Guest Author - Michelle R. Mangio
New South Wales
New South Wales really offers a lot for visitors, and all of it within a short distance of the urban sophistication of Sydney. Beautiful beaches lie to the north and south - all easily reached by public transportation - with the beauty of the Blue Mountains just to the immediate west. The award-winning Hunter valley wine region, the rugged outback, alpine skiing, wildlife, surfing, and so much more are within easy distance.
Sydney, the capital of New South Wales, was the first colony in Australia, and is now one one of the top international cities in the world. The 2000 Olympics were held here, and truly placed Sydney firmly on the world map. For many visitors, Sydney is the start of any Australian vacation, as most international flights (especially from the US) fly here, and is a major hub for connecting domestic flights within the country.

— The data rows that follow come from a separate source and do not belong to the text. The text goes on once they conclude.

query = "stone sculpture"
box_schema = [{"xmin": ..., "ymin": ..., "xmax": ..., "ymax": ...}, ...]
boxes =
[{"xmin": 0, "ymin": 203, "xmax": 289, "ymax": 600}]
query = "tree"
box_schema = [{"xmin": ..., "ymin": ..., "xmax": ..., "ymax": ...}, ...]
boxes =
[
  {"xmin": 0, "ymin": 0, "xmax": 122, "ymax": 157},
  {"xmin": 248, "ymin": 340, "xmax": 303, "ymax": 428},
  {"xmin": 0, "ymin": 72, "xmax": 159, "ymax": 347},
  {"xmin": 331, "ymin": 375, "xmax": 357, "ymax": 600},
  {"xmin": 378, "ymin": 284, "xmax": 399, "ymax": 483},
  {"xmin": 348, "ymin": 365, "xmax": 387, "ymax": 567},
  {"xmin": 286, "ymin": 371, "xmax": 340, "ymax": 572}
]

Major attractions within Sydney include the famous Opera House, the Harbor Bridge, Darling Harbor (and all of its attractions), and the Taronga Zoo. The World Heritage Listed Opera House sits on the edge of the harbor, its great “sails” design known the world over. The three shell-like vaults (which create the “sails” look) house a complex of theatres and halls linked together beneath it. Backstage tours are offered, and an evening performance at the Opera House is the perfect beginning – or ending – to any Australian vacation.
The Sydney Harbour Bridge is yet another structural marvel in the city, and tourists can enjoy a unique view of the city skyline by climbing up the Harbour Bridge on a guided tour, during the day, at sunset, or after dark.
Darling Harbor is the hip and happening center of Sydney, home to many restaurants, night clubs, and other great attractions, like the IMAX theatre and aquarium. The Taronga Zoo is Sydney’s award-winning zoo. Special “backstage” tours are offered as well, giving the opportunity for up-close encounters with native Australia wildlife.
Sydney also offers a wealth of international cuisine and fine dining, great shopping, and relaxing harbour cruises. Or take the public transportation up to nearby Bondi (pronounced “Bon-dye”) and Manly Beaches to catch some rays. You certainly won’t get bored in this city.
Named for the haze caused by the eucalyptus trees in the summer heat, the famous Blue Mountains lie only sixty-nine miles west of Sydney. Gorgeous mountain scenery, including the Three Sisters and beautiful canyons, awaits you. Here you can enjoy a scenic railway, cable car rides, horse riding, caving, hiking, camping, and bushwalking.
The Hunter Valley
You don’t have to travel all the way to South Australia’s Barossa Wine valley to experience some truly amazing wine. One could argue that the Hunter Valley is New South Wales true hidden gem, an amazing valley with boutique (and award-winning) wineries, many with open cellars, some truly luxurious hotels and inns, and all paired together with truly great restaurants. Day trips can be had from Sydney, but truly experience it, I recommend a couple of nights enjoying some of the finest wine produced in Australia. (Definitely plan a visit in February & March when the grapes are harvested!)
If unspoiled seaside scenery is your goal, look no further than Port Stephens. While volcanic sand and aquamarine waters await you in this eco-oasis, just three hours drive north of Sydney.
The Snowy Mountains
Skiing is not an activity that most people think of when they think of Australia, but the truth is that some great skiing and other snow sports can be enjoyed mid June to late September in the Snow Mountains, right along the border with Victoria, about 250 miles south west of Sydney. In the spring and summer, these mountains are a haven for those seeking hiking, fishing, and boating.
This is the Australia as many of us imagine it or have seen from many a movie or photograph: the rugged, arid lands where farmers and herders still make a living today. This inspiring “wild west” (well, not so wild) with its extraordinary wildlife, flowers, and plant-life lies to the far west of New South Wales. Here, too, you can experience some of the rich Aboriginal culture, the first peoples of Australia – a must-have experience to truly understand and appreciate all that Australia is.
As you can see, New South Wales has a lot to offer. You don’t have to travel far to experience much of what makes Australia so unique.